Do you actually, genuinely, want me to take up that last post there Spotlight?

Stand back for a moment, take a deep breath, and relax a bit.

I don’t remember ever interrupting any of your threads with presumptive accusations concerning your ‘ulterior motives’ that I automatically presumed to be insulting to me, and then preventing the discussion by focusing the entire attention only on my views through simple and repeated shouting harassment.  Are your doubts really that delicate?    

Having nothing to add to a rather innocuous topic usually means saying nothing – not jumping in and shouting down and spouting invective concerning the personal character of the speaker – any terribly insecure child can do that, but, really?  

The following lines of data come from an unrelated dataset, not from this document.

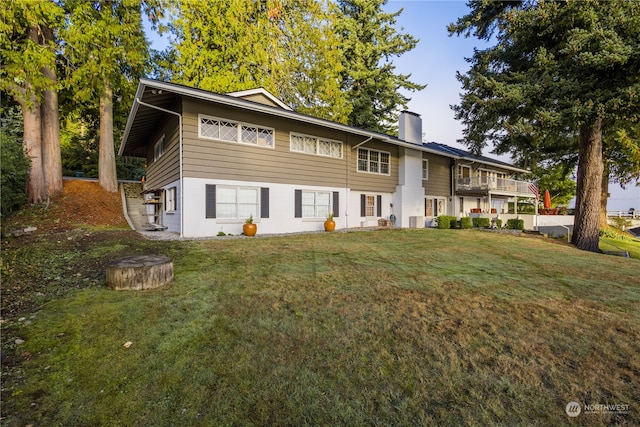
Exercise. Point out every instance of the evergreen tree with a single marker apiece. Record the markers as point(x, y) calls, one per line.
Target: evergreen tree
point(568, 70)
point(369, 42)
point(287, 47)
point(28, 52)
point(107, 50)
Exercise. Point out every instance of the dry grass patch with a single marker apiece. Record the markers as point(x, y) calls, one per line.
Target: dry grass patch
point(412, 327)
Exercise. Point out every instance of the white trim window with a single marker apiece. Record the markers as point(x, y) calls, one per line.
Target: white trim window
point(309, 144)
point(370, 205)
point(316, 204)
point(170, 200)
point(237, 202)
point(373, 161)
point(158, 148)
point(232, 131)
point(434, 206)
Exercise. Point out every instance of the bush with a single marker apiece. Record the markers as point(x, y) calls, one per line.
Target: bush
point(444, 222)
point(14, 170)
point(481, 222)
point(465, 222)
point(515, 224)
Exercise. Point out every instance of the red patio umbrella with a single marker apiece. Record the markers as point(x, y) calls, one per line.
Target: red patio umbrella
point(547, 199)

So I’ll make a huge leap here, and I’ll guess that, just like everyone else, you also have no proof, but only more and more thundering invective.  I’m very sorry for that, but it really isn’t my fault.  I’m not the one who made you folks so terribly and loudly defensive about your own doubts, to the point that y’all seem unable to allow any discussion to occur unless your own personal views are the sole topic.

Similarly, I’m not responsible for having taken innocent children and led them down that road of ultimate doubt and infinite guilt for things they never did and can never know, largely because the things they are taught are and have always been fictitious and controlling fear-based superstitious nonsense.  Then telling them, after brain-washing them with such things, that they can be SAVED from the things I accused them of, if only they do only as I say.  Somebody else did crap that to y’all from the day you were born – not me.  

Honest.  So I think you might be angry with the wrong fella.

I just tried to open a dialogue about something that is actually ‘spiritual’ – meaning intangible – that did not have one or another Ghostly but Genuine  Spirit Being at the center of it – and the results were predictable.  I was almost immediately jumped by the earthly representatives of the only one Truth on Earth, who tried to drag me off into a dark alley and cut my throat by any rhetorical means necessary.  Gosh.  Who could have known that so many of you were so unsure of yourselves, and so mean-spirited about it?  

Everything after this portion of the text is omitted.